The monumental piece by the sculpture senior at the University of Houston is an extension of an earlier work titled Doorway, which was an expression of the two sides of religion. Using a similar construction method, with book pages rolled into tubular fillings in architectural spaces, the present work, Narrow Chatter, addresses communication as a subject matter. Devon, who calls herself “anti-social media” and does not have a Facebook account, is concerned about the state of human communication in an age of faceless texting and emails. In this context, the “walls” reflect the barrier in contemporary communication, and varying degrees of comprehensibility when one gets closer or farther away.

From a large quantity of donated books, Devon has selected a range that is especially relevant to what shapes thoughts in our mind.
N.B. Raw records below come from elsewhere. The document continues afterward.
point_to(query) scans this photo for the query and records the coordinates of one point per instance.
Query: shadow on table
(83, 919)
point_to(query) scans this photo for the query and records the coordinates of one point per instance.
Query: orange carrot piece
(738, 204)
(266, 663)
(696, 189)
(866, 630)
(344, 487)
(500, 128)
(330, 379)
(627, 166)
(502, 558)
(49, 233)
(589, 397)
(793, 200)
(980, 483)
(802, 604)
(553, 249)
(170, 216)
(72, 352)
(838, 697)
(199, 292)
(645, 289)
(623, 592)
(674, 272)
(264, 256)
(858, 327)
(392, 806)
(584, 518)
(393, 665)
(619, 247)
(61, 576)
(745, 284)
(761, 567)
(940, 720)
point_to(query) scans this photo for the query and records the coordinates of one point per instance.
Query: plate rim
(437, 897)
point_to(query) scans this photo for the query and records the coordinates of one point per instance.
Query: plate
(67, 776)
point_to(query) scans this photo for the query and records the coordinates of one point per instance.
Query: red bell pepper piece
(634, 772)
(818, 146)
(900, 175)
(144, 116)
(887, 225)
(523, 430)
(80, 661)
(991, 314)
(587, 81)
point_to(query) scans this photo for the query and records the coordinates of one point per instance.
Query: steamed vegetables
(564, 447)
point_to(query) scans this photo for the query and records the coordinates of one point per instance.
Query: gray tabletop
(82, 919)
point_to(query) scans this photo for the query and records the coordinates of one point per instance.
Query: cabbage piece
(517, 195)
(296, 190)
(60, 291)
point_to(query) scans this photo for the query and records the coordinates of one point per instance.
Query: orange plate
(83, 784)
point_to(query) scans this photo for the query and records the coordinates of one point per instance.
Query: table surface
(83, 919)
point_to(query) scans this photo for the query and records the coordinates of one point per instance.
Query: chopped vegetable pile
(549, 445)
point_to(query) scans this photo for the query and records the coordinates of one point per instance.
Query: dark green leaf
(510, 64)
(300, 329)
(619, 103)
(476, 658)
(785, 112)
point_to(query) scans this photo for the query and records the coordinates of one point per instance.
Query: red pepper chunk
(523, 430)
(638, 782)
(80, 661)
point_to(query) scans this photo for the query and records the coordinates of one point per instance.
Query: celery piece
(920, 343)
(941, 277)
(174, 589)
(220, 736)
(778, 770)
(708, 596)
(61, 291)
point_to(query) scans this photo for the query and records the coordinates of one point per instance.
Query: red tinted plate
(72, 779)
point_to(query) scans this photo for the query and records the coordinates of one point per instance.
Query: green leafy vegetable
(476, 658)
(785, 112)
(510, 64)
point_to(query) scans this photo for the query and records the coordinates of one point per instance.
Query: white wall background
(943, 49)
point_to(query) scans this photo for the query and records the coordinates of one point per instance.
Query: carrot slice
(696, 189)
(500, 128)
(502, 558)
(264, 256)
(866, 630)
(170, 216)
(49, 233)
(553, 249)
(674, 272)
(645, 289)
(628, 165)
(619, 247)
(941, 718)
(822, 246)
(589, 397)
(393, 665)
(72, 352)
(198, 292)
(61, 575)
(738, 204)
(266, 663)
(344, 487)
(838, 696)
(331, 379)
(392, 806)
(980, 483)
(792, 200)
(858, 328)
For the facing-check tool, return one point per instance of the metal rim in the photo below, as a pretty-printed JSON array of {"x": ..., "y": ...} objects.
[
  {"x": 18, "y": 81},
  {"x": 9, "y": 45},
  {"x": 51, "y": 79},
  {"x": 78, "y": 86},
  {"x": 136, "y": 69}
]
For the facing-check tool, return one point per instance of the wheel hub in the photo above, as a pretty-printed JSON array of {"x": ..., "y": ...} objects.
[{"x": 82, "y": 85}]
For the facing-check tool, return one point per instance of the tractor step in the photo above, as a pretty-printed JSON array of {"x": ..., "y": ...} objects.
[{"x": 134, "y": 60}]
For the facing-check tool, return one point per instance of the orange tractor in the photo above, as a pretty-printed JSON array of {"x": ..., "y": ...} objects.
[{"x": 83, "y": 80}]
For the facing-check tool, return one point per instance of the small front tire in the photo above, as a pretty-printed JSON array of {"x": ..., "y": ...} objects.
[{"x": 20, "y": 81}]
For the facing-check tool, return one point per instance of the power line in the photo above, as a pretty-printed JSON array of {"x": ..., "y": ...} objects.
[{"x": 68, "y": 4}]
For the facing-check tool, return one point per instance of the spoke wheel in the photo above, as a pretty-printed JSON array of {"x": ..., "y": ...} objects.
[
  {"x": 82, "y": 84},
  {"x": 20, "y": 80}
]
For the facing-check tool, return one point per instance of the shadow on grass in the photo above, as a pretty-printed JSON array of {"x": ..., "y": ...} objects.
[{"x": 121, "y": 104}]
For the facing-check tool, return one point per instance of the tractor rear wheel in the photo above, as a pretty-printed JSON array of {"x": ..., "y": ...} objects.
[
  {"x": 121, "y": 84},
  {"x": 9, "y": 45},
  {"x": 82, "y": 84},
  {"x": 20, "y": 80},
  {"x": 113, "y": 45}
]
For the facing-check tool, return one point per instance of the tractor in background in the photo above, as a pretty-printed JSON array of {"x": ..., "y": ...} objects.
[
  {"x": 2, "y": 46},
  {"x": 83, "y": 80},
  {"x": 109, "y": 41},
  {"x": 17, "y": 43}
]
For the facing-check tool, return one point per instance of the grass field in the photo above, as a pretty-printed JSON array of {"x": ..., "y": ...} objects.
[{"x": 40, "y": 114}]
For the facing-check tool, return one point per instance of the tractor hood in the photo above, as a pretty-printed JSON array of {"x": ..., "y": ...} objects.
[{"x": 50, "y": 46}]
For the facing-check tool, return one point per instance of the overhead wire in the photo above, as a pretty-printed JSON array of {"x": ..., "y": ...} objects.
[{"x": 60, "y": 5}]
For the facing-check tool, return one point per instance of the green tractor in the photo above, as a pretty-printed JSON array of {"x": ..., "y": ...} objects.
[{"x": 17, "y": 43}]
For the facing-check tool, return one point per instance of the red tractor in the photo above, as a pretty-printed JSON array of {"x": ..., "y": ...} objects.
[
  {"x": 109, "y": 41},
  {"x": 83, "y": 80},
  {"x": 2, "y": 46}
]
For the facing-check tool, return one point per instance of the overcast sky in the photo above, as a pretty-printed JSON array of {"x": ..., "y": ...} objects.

Pages from books on religion, politics, race, literature and art, together with those from textbooks, study guides and children's books are jumbled up and become an illegible mass. “Text on a page can be like a jumble of words,” says Devon about the book analogy, “reading is like listening to the writer’s mind.” Leafing through a book, however, is less and less an everyday experience, so as the tactility of face-to-face communication.    

“I haven’t counted how many books I have used.” The scale of the project, notwithstanding the lightness of the material, has compressed tubes at the structures’ bottom and filled the air with a hint of old paper. Like genuine communication, the work requires tremendous time and patience from more than one person. Devon’s family is all there for her: Some of the donated books were sourced by her mother; her father and husband help with the rolling and assembling; even her young daughter has a share in putting the paper rolls in boxes.   

The concerted efforts of Devon and her loved ones will fill the frames before the exhibition opens, but one narrow section will remain unfinished. This part will be completed by the audience. On a table at the far back, visitors can find sheets of paper. Before they make a roll, they are invited to write “their hopes and positive messages.” Devon is prescriptive in this instruction. “Our media, politics, etc. today have so little to do with love and caring. This is to fill this gap.” When Nicolas Bourriaud theorized relational aesthetics, his imperative was “to fill an interstice."

About Stephanie Cheung

Stephanie Cheung is a Hong Kong based curator and writer. She is Lead Curator of the non-profit Make a Difference Institute, an Asian platform dedicated to building a creative civil society. With a fellowship grant from the Asian Cultural Council, she is currently researching on socially engaged art in different cities in America.